Tuesday, July 05, 2005

lame duck

Its official, I'm cursed.

First, I threw out my back on the toilet.

Then, I slipped and scrapped all the skin off my knee.

And last night? I stepped into a saw and punctured the top of my foot. No really, a saw. A rusty, dirty saw that has been lying in the same place in my house for over a week now, with my every good intention of picking it up and putting it away floating around it, until last night, when I literally ran my foot into it in the dark. Stupid saw!

So yeah, it bled and throbbed and swelled up. I washed it with soap, slapped on some neosporin and a bandaid, and then spent thirty minutes looking up "puncture wound foot" on the internet. I now know a lot of stuff about puncture wounds, tetanus, and orthopedics. Yay, internet!

I also learned that I did everything right.
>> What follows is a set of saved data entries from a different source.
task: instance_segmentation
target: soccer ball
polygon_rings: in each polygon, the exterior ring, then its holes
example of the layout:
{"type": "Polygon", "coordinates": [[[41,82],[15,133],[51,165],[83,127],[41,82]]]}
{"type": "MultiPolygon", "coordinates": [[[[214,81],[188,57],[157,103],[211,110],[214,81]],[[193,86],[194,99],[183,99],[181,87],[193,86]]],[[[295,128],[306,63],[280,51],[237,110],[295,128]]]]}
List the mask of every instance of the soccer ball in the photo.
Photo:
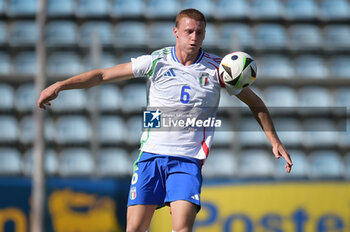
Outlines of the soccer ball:
{"type": "Polygon", "coordinates": [[[226,86],[243,89],[256,78],[255,60],[245,52],[232,52],[224,56],[219,66],[219,74],[226,86]]]}

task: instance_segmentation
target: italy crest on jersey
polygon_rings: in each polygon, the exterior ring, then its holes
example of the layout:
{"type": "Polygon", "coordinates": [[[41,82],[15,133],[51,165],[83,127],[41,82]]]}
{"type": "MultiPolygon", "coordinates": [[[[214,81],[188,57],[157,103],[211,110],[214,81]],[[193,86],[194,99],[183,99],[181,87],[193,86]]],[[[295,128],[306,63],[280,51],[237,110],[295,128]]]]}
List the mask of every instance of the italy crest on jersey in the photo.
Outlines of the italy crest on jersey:
{"type": "Polygon", "coordinates": [[[203,86],[207,85],[209,82],[209,74],[208,73],[202,73],[199,78],[199,83],[203,86]]]}

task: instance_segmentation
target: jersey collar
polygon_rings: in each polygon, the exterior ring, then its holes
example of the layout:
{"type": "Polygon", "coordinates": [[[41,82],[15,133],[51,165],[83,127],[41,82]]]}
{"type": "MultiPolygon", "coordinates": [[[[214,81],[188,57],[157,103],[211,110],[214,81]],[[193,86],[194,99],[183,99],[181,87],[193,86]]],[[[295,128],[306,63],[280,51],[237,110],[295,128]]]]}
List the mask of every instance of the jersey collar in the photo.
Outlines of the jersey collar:
{"type": "MultiPolygon", "coordinates": [[[[203,56],[204,56],[204,51],[203,51],[203,49],[201,48],[201,49],[199,50],[199,55],[198,55],[196,61],[195,61],[193,64],[198,64],[198,63],[202,60],[203,56]]],[[[179,59],[178,59],[177,56],[176,56],[175,47],[173,47],[173,48],[171,49],[171,57],[173,58],[173,60],[174,60],[175,62],[180,63],[179,59]]]]}

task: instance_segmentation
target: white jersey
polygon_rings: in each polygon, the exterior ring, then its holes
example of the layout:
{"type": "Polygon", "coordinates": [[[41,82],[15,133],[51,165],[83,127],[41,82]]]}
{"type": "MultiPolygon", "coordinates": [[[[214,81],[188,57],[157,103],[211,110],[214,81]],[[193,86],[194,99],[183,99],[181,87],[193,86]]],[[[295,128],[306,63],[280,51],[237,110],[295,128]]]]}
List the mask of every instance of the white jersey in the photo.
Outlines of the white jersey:
{"type": "MultiPolygon", "coordinates": [[[[175,47],[166,47],[132,59],[135,77],[147,78],[147,107],[167,109],[177,115],[195,109],[196,117],[215,116],[220,89],[225,87],[218,76],[221,58],[200,51],[197,60],[184,66],[176,57],[175,47]]],[[[238,94],[226,88],[229,94],[238,94]]],[[[157,129],[145,130],[141,151],[173,156],[206,159],[214,130],[157,129]]]]}

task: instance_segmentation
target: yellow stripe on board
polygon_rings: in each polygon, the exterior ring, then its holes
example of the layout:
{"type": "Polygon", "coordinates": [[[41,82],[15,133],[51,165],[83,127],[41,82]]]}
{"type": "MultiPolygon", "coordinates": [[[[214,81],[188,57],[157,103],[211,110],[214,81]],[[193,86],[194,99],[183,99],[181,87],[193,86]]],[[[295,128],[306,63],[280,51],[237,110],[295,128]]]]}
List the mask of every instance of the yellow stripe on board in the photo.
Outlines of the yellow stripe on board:
{"type": "MultiPolygon", "coordinates": [[[[350,182],[204,186],[195,232],[350,231],[350,182]]],[[[169,208],[150,232],[171,231],[169,208]]]]}

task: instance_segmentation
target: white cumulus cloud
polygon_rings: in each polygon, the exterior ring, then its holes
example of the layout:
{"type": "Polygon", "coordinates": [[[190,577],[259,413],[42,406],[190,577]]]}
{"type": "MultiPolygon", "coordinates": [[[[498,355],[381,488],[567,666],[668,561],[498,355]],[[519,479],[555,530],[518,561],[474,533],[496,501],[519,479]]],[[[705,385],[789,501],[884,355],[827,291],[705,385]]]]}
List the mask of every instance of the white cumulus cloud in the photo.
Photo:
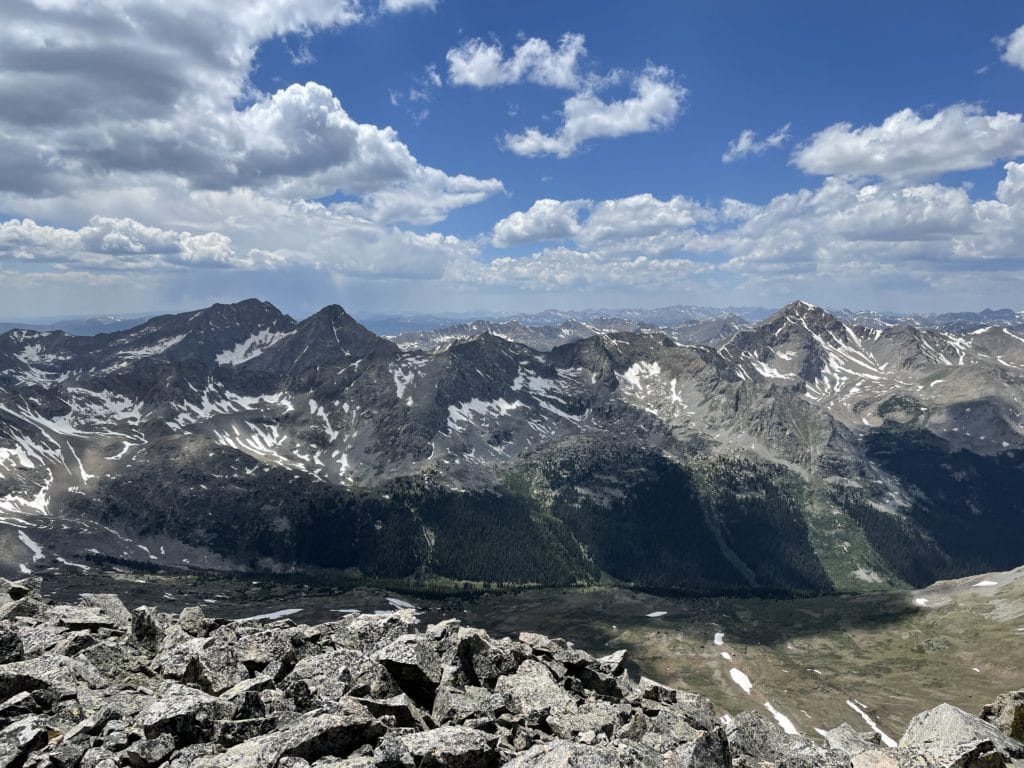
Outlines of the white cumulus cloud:
{"type": "Polygon", "coordinates": [[[563,240],[579,234],[580,211],[588,200],[538,200],[529,210],[516,211],[494,225],[491,241],[499,248],[542,240],[563,240]]]}
{"type": "Polygon", "coordinates": [[[789,139],[789,127],[790,124],[786,123],[763,141],[758,141],[757,134],[749,128],[741,131],[737,138],[729,142],[729,149],[722,155],[722,162],[732,163],[747,155],[760,155],[766,150],[778,149],[789,139]]]}
{"type": "Polygon", "coordinates": [[[487,88],[526,80],[553,88],[579,85],[579,60],[586,56],[585,38],[566,33],[552,48],[546,40],[531,37],[505,57],[501,44],[480,38],[467,40],[448,51],[448,77],[453,85],[487,88]]]}
{"type": "Polygon", "coordinates": [[[521,258],[501,257],[489,264],[454,265],[451,276],[461,282],[501,285],[536,291],[564,288],[650,289],[678,285],[701,267],[688,259],[610,256],[600,251],[560,246],[521,258]]]}
{"type": "Polygon", "coordinates": [[[980,107],[957,104],[928,118],[904,109],[881,125],[836,123],[797,149],[793,162],[807,173],[914,181],[987,168],[1020,155],[1020,114],[989,115],[980,107]]]}
{"type": "Polygon", "coordinates": [[[644,192],[596,203],[544,199],[499,221],[492,242],[506,247],[571,238],[588,249],[664,253],[714,218],[714,211],[682,195],[659,200],[644,192]]]}
{"type": "Polygon", "coordinates": [[[77,230],[41,226],[32,219],[0,222],[0,260],[118,270],[253,266],[218,232],[193,235],[103,216],[77,230]]]}
{"type": "Polygon", "coordinates": [[[682,195],[659,200],[644,192],[594,205],[580,239],[590,246],[617,242],[628,244],[626,250],[663,252],[679,233],[692,230],[698,222],[711,221],[714,215],[682,195]]]}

When you get a cut, especially one that could be full of nasty tetanus bacteria, follow these simple rules:

1. Allow it to bleed a bit. I did this when I hobbled from the dining room (home of the man-eating saw) to the kitchen and then to the bathroom, dripping blood all over the place because its really hard to keep a foot elevated when you need it to walk. The blood, while gross, helps to clean out the wound.

2. Wash it with soap and warm water. Forget all those fancy super anti-bacterial creams and lotions, the best way to clean a wound and get the germs out is with good old soap and water. I never trusted that anti-bacterial soap shit. Isn't soap, by its very nature, anti-bacterial?

3. Elevate and rest. I took some tylanol, stuck a pillow under my foot and went to sleep. Sometime this morning, a cat woke me up, so I rolled out of bed and promptly realized that the large swollen knot on my foot was indeed the very same thing that was causing me so much pain while standing on it. Who woulda guessed that?

I tried to crawl back into bed and go to sleep, but my foot was all, "throb throb throb". So, I grabbed an ice pack and watched some Buffy. Then I got a last minute appointment with my doctor and tried not to kick her in the face when she pressed down on the swollen lump and said, "does it hurt here?"

I'm getting an Xray tomorrow, just in case some of the saw is still stuck in my foot. Guess what else I am doing tomorrow? Taking the bus to New York! Spending the weekend celebrating nuptials and seeing friends! With a broken ass swollen throbby foot!

Cursed! Do you see? Even the french guy was like, "what the fuck is wrong with you?". Three months he has lived with my family and every single month I have a new injury. Plus my typical assortment of anxiety days, depression days, grumpy days, just feeling like watching tv days, and gawd! leave me alone days.

Actually, he said "I am feel so sorry for you!" by which I'm pretty sure he meant "I'm so sorry that happened!" but obviously, something was lost in the translation.